Florida, the fourth most populous state in the country is losing people and popularity, as is shown by its recent year-long decline in population. The New York Times reported some interesting statistics on August 30, 2009 in its article about the shrinking of the Sunshine State. Florida has mostly relied on the concept if we build it, they will come. Why not? Florida, after all, has the largest coastline in the United States, plenty of sunshine, and no state income tax. Many came and the population indeed grew steadily since the 1920s, while builders were happily constructing in anticipation rather than actual demand. This all came to a screeching halt in 2006.
Fourth behind Nevada, Arizona, and California in foreclosure rates, Florida now has too many houses and not enough people to buy them. Because unemployment is currently over ten percent, real estate sales to local residents have almost evaporated. Plus, since would-be buyers from northern states cannot sell their current homes, the supply of migrating retirees has dried up. This is devastating to a state that relied largely on people moving there to support its economy. With less people buying, there is also less income from property taxes, which in turn leads to the closing of businesses. Once thriving areas now feel like ghost towns. Florida is well known for being a retirement haven. For nearly a century, retirees have flocked to the state in search of warm weather and a leisurely lifestyle. It even served as a popular cliché for TV sitcoms. Remember the Golden Girls? Although very popular and entertaining, times and preferences changed.

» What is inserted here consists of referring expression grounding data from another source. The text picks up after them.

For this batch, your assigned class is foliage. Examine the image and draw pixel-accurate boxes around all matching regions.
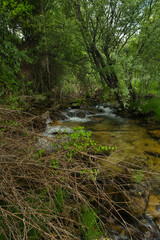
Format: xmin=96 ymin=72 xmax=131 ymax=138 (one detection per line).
xmin=139 ymin=97 xmax=160 ymax=120
xmin=1 ymin=0 xmax=160 ymax=113
xmin=81 ymin=206 xmax=103 ymax=240
xmin=80 ymin=168 xmax=100 ymax=181
xmin=66 ymin=0 xmax=158 ymax=105
xmin=132 ymin=170 xmax=144 ymax=183
xmin=54 ymin=187 xmax=66 ymax=212
xmin=54 ymin=126 xmax=114 ymax=162
xmin=0 ymin=0 xmax=34 ymax=98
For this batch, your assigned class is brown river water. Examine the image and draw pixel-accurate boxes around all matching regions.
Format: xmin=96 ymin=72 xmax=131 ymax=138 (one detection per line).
xmin=42 ymin=104 xmax=160 ymax=239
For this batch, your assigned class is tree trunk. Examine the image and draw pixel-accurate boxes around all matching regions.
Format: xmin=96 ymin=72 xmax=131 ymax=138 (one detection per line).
xmin=90 ymin=44 xmax=124 ymax=108
xmin=73 ymin=2 xmax=124 ymax=108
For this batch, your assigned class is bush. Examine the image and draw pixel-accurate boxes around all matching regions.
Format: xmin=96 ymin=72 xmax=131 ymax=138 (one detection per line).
xmin=140 ymin=97 xmax=160 ymax=120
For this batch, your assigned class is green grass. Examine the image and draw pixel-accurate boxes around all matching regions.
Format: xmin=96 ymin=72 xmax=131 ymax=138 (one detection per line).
xmin=81 ymin=207 xmax=103 ymax=240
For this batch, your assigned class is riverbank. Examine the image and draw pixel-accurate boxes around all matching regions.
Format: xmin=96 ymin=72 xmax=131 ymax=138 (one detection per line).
xmin=0 ymin=105 xmax=160 ymax=240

The same concept applies to retirement living; it’s changing and evolving while some places in Florida appear to be stuck in re-runs. Not only has an increase in hurricanes in the last few years brought dark clouds to the Sunshine State and made it less appealing, but the internet supplies educated information and an abundance of options into every household. This includes choices for retirement. As a result, many retiring baby boomers are conducting retirement living searches online and finding new and exciting places to spend their retirement years. With so many newly discovered retirement havens being discovered, places like Florida have lost their appeal among many retirees.
What Do Baby Boomers Desire?
Today’s baby boomers want to stay mentally alert and in touch with the latest technology. They seek communities with enough amenities where they can be active all year round in places north of sub-tropical Florida, such as Georgia and the Carolinas. Attractive and modern adult retirement communities abound along their sea coasts or in their lush, green forested mountains. In those states they get the benefit of a four season climate and aren’t as far away from their families who remain in the Northeast and Midwest finding reasonably priced living in good locations, with proximity to popular universities and cultural centers, are other important considerations.
That is why active adult communities in places like Atlanta, Charlotte and Raleigh have been so popular. Not only do these active adult communities stay on top of trends such as offering pickleball instead of shuffleboard, but they also encourage venturing outside their communities to take advantage of the surrounding metropolitan cultures. Once the popular kid on the block, Florida may now be in need of a makeover if it is to continue to attract retiring baby boomers. It is doubtful that Florida's dominance as the number one retirement destination is in jeopardy any time soon. The state clearly has a lot to offer including its mild, sunny weather. Plus, prices of homes in many places around Florida have dropped to incredibly affordable levels. But the New York Times article shows that preferences are slowly changing and if Florida is to continue to dominate the retirement real estate market, communities must cater to the changing tastes of today's retirement market.